We also have matching pencil cases with matching stationary. Most of the things that we own are the same. Our parents go shopping for us together so that they know it’s all going to match. We go clothes shopping together and try on the same clothes; though you have a slightly bigger size because you’re taller than me. My dad’s short, too, so my mum says it’s likely that I won’t grow very tall. You have a really tall dad so she says that you might be tall, too. It’s not fair. I want to be tall like you. I want us to be tall together.

Mrs Crane starts the class and we’re doing our times tables. We repeat after her “1 times 3 is 3, 2 times 3 is 6, 3 times 3 is 9” up until “12 times 3 is 36”. She gets us all to chant it without her help and before we know it, the 3 times table is engrained into our memory. Or at least the three times table up until 12 times 3 is 36.

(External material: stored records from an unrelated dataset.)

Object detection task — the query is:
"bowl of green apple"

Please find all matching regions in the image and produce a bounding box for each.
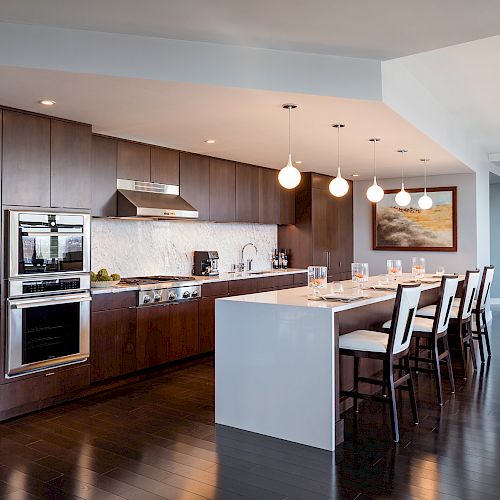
[90,268,120,288]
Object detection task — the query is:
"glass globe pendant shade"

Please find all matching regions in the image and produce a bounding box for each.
[394,184,411,207]
[366,177,384,203]
[278,155,301,189]
[328,168,349,198]
[418,191,432,210]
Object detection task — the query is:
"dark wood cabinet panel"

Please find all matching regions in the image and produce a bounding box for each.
[137,304,171,370]
[279,187,295,224]
[151,146,180,186]
[210,158,236,222]
[180,153,210,220]
[90,308,136,382]
[168,300,199,361]
[116,141,151,182]
[50,120,92,209]
[2,110,50,207]
[236,163,260,222]
[259,168,280,224]
[198,297,216,354]
[90,136,117,217]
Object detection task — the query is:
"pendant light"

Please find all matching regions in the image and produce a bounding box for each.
[328,123,349,198]
[394,149,411,207]
[278,104,300,189]
[366,139,384,203]
[418,158,432,210]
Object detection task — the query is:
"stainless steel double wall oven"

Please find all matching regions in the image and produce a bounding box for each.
[6,211,91,377]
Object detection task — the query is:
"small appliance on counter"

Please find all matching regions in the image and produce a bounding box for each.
[193,250,219,276]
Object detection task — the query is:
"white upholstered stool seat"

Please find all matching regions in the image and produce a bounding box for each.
[417,305,459,319]
[339,330,389,352]
[382,316,434,333]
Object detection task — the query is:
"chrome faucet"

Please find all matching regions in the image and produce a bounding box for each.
[240,243,258,272]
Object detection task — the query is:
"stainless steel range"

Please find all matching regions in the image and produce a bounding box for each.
[120,276,201,306]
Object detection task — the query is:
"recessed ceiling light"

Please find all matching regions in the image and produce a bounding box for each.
[38,99,56,106]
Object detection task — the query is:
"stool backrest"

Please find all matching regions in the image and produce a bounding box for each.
[476,266,495,311]
[434,276,458,333]
[387,283,421,354]
[458,269,480,319]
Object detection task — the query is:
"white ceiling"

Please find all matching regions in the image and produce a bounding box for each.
[0,66,470,179]
[0,0,500,59]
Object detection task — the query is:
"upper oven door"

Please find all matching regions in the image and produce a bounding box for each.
[9,211,90,278]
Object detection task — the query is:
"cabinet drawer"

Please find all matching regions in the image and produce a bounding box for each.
[92,291,137,312]
[229,278,259,295]
[201,281,229,297]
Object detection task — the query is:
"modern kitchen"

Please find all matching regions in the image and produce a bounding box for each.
[0,0,500,500]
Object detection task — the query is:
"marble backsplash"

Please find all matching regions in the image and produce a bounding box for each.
[91,219,278,277]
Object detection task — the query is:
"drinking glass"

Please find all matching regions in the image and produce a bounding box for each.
[351,262,369,288]
[387,259,403,279]
[307,266,327,295]
[411,257,425,278]
[436,266,445,276]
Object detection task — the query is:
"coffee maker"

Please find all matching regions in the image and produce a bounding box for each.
[193,250,219,276]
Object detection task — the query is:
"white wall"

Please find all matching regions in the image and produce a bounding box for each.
[353,174,477,275]
[91,219,278,277]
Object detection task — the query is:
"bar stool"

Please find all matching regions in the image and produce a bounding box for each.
[383,276,458,406]
[417,269,479,379]
[472,266,495,363]
[339,284,420,443]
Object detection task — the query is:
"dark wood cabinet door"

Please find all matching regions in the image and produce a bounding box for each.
[2,110,50,207]
[210,158,236,222]
[151,146,180,186]
[168,300,199,361]
[91,136,117,217]
[116,141,151,182]
[137,304,171,370]
[236,163,260,222]
[279,187,295,224]
[259,168,280,224]
[50,120,92,210]
[198,297,215,354]
[180,153,210,220]
[90,308,136,382]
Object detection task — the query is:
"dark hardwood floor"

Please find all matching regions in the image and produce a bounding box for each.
[0,311,500,500]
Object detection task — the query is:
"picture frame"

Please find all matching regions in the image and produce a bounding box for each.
[372,186,458,252]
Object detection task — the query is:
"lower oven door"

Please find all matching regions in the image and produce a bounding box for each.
[6,292,92,377]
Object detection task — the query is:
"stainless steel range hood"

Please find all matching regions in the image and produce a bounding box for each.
[116,179,198,220]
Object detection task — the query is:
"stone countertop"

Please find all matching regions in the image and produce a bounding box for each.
[91,269,307,296]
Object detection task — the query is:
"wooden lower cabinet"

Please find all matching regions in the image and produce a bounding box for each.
[90,304,137,382]
[168,300,199,361]
[137,304,172,370]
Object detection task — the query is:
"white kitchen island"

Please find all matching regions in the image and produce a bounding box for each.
[215,276,446,451]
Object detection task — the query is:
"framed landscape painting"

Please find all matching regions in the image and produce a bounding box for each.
[372,187,457,252]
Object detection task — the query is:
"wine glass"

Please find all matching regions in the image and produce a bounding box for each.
[387,259,403,279]
[307,266,327,296]
[411,257,425,278]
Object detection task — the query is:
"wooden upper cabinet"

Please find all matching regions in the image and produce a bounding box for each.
[259,168,280,224]
[116,141,151,182]
[179,153,210,220]
[2,110,50,207]
[151,146,180,186]
[236,163,260,222]
[210,158,236,222]
[91,135,117,217]
[50,120,92,209]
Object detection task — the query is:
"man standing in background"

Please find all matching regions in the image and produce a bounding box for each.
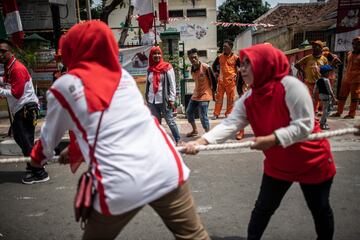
[186,48,216,137]
[295,40,328,113]
[211,40,240,120]
[0,40,49,184]
[331,36,360,119]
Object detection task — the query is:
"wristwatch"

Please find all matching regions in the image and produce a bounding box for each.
[274,132,281,146]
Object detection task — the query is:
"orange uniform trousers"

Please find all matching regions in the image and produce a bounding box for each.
[214,79,236,116]
[305,81,320,113]
[337,81,360,117]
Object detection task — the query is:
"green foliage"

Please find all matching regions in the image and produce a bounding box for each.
[163,54,180,85]
[15,48,37,69]
[217,0,270,48]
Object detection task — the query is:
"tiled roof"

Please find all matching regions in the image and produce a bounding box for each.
[254,0,338,31]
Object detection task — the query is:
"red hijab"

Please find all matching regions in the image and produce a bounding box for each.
[148,46,172,94]
[240,44,290,95]
[60,20,121,112]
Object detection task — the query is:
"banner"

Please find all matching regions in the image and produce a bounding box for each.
[335,0,360,52]
[211,22,275,27]
[119,46,152,76]
[17,0,77,31]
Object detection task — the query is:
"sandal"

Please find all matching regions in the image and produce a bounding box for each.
[186,131,199,137]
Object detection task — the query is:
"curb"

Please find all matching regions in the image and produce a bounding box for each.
[0,137,70,156]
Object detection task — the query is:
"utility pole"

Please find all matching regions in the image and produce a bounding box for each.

We annoy teachers sometimes because we’re always chatting and disrupting the class. We don’t mean to do it, we just like to talk. We always find something to talk about because we’re best friends and we tell each other everything. I tell you about the goldfish my mum let us buy and how it swims round and round in its plastic fish bowl for hours upon end. I tell you how it comes to the surface when I feed it, its mouth puckering at the surface of the water and sucking in the flakes.
You tell me about Max and how he ate your dinner last night. You tell me that he’s getting put down soon because he’s old and has cancer in his left lung. I hold you as you cry into my arms.

We’re not in lesson anymore because school’s finished. Instead we’re in my bedroom. We had been playing on my playstation when you told me. I let you cry into my shoulder and I rub your back because you’re my best friend and I love you. I also love Max and I don’t want him to die so I cry, too. He’s practically my dog, too, as I’m at your house so often. Soon, we’re just a blubbering mess of tears and my mum comes into my room when she hears us.

“What’s wrong?!” she says caringly and sits beside us, pulling us both into her warm arms. We cry against her work shirt, soaking it with our tears and you tell her about max. She rubs our backs and ‘shh’s us, telling us that it will be okay. That Max will be going to a better place and we believe her. We really do believe in ‘doggy heaven’.